Queen Bee

Alicia Menendez ’05 is a feminist, a final club president and a controversial figure on campus. But to four-year-old Isabel
By Veronique E. Hyland

Alicia Menendez ’05 is a feminist, a final club president and a controversial figure on campus. But to four-year-old Isabel Ros, she’s just the babysitter.

It’s three o’clock on a damp Friday afternoon, and Menendez is urging Ros to change from her green T-strap shoes to her pink galoshes before the two venture out into the rain. Dressed down in maroon Juicy sweatpants, a cable-knit sweater and a puffy black jacket, Menendez seems unfazed by the downpour. “Umbrellas are for slackers,” she says.

As Isabel puddle-jumps her way across the street, Menendez talks frankly about her history in the finals club scene. When she first joined the Bee, its reputation was of “a bunch of pearl-wearing Charlotte Yorks, and I’m this ethnically ambiguous feminist who wears sweatpants all the time,” she observes, laughing. Menendez says she joined the group to change that stereotype. As the president of the organization, she says she has striven to make the club more racially, ethnically and economically diverse. She is also involved in the search for a Bee building. Currently, the club holds meetings at Starbucks, which they call “the hive.”

Menendez’s unconventional thesis in Women’s Studies takes on this question of social space, using interviews with both female and male students to argue that the final club scene has been good for women at Harvard. Yet Menendez expresses a hint of disenchantment with the scene. “You can be into the scene and at the same time, as a female senior, be incredibly frustrated that you’re knocking on a basement door on a Saturday night,” she says.

Blunt observations like this are stock in trade for Menendez. Although she aspires to be a public figure, she can be disarmingly transparent. For one thing, she is very upfront about her ambitions.
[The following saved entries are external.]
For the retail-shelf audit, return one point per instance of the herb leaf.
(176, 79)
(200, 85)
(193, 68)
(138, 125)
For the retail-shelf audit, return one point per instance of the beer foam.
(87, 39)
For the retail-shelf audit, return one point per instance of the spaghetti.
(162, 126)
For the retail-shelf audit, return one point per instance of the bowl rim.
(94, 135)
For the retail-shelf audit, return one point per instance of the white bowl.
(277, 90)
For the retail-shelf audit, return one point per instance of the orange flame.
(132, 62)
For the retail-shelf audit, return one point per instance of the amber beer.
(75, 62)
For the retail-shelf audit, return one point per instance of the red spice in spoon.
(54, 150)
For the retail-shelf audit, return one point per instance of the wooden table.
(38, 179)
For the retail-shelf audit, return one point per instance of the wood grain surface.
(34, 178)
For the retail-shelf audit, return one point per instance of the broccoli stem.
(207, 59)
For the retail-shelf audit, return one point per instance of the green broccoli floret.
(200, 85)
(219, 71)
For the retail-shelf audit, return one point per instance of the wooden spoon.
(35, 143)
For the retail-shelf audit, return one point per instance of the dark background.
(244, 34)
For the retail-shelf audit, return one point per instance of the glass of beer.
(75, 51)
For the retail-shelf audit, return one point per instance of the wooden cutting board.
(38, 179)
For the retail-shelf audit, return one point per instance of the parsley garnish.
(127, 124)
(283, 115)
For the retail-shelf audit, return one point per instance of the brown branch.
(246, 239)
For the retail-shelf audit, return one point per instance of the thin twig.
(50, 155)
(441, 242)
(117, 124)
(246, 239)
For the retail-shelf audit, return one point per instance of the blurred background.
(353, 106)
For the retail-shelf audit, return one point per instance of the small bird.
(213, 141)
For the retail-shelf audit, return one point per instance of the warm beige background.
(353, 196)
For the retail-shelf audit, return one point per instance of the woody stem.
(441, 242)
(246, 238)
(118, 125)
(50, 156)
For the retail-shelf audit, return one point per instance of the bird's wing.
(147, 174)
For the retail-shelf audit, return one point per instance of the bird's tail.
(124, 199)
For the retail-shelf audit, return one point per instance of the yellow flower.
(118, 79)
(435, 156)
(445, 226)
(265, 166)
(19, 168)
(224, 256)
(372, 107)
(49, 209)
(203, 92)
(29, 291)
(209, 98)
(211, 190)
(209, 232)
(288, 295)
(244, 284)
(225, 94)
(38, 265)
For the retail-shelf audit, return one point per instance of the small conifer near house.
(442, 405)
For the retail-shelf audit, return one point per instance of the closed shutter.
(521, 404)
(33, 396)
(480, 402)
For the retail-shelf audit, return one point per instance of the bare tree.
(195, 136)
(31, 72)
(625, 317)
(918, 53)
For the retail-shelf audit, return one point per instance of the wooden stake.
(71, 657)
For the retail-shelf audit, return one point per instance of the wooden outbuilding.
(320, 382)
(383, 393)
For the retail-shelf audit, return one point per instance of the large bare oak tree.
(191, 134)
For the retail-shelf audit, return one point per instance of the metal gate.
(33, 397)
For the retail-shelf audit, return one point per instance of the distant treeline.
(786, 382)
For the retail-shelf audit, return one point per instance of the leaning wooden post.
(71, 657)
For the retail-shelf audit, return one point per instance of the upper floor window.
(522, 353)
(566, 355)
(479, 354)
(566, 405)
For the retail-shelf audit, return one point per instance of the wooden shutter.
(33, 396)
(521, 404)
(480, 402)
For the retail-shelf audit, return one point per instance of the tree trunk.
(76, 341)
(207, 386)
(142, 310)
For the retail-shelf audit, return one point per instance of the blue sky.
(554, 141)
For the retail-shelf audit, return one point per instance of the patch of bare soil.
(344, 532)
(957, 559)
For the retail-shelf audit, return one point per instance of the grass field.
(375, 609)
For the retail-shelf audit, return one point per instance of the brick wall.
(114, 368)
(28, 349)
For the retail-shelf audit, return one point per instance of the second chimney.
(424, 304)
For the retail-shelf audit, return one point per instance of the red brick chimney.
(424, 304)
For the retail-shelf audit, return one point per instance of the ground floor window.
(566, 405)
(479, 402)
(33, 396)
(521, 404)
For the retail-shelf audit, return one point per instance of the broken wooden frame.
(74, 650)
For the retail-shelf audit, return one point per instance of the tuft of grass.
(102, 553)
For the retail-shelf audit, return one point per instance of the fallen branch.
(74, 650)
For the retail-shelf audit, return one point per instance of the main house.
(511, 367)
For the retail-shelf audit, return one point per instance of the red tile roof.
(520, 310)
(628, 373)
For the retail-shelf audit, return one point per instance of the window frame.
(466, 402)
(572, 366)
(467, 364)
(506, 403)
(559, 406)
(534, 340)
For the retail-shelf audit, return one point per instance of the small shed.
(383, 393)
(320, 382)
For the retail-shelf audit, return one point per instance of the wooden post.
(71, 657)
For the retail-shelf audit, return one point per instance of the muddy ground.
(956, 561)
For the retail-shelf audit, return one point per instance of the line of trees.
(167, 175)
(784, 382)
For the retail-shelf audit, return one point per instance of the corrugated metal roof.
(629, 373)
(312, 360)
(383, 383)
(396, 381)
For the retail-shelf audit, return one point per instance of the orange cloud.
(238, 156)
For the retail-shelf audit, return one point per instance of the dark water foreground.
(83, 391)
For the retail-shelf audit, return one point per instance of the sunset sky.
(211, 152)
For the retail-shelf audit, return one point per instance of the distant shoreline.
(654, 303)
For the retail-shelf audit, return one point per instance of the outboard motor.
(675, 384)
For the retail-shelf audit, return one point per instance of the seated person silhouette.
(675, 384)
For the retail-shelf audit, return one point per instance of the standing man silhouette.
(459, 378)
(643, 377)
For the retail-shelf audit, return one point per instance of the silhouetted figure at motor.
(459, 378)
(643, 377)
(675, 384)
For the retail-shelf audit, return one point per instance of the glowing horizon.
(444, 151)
Her father, Rep. Robert Menendez D-N.J., is the first Hispanic ever to head the Democratic caucus, and has been in the House since his daughter was nine. On Take Your Daughter to Work Day she went to the House floor. Her parents’ divorce was announced in a press release. Still, she is unfazed about the drawbacks of a political career. “I know what I’m getting into,” she says.

She has honed her political skills at Harvard by running Rohit Chopra ’04’s campaign for Undergraduate Council President and helping to run Tracy Ty Moore ’06’s campaign this year.

“She really could sell a pork chop to a rabbi,” says Chopra, who credits much of his campaign’s success to Menendez.

As the daughter of a sex educator and a politician, Menendez keenly feels both the interplay and the conflict between the worlds of politics and sex. As a third grader, she once presented on Gloria Steinem, telling the class about Steinem’s abortion. In middle school, she wrote a paper on the female aversion to masturbation. “I’ve been 30 since I was about six years old,” she shrugs.

The flipside of this sexual forthrightness is her concern about how she will be perceived when she enters the socially conservative world of politics. She is worried that people will dismiss her. “‘She went to Harvard, yeah, but she studied women,’” she says in a mock jeer. Menendez is so conscious of her effect on people that she even makes a gesture toward acknowledging that she tends to polarize them. “I know myself and I know the way people perceive me well enough to know the effect of the awkward juxtapositions.” She, however, is comfortable with her own idiosyncracies. “I think I have a tremendous fear of falling into some sort of pattern,” she confesses.

When she reaches Isabel’s house, Menendez serves Isabel and her two-year-old brother Augustine a dinner of frozen pizza and carrots. As her young charges pick at their meal, she talks about her desire to have children.

“I do feel that women of our generation have to make a choice [between career and family],” she says. “The problem for me is, I really want to have a family. If I were going to have kids, I would have a football team’s worth of kids.”

Menendez’s short-term plans involve working on John Corzine’s gubernatorial campaign and on a Senate campaign in the spring—jobs she hopes will help her figure out whether or not politics is her true calling.

Menendez leads Isabel to a shelf of children’s books in the living room, picking up one of her childhood favorites, How to Behave and Why by Munro Leaf. Sitting on the wood floor, with Augustine on her lap, she begins to read in a clear, confident voice: “This is a book about how to behave, and it doesn’t matter whether you are a boy or a girl, a man or a woman—the rules are all the same.”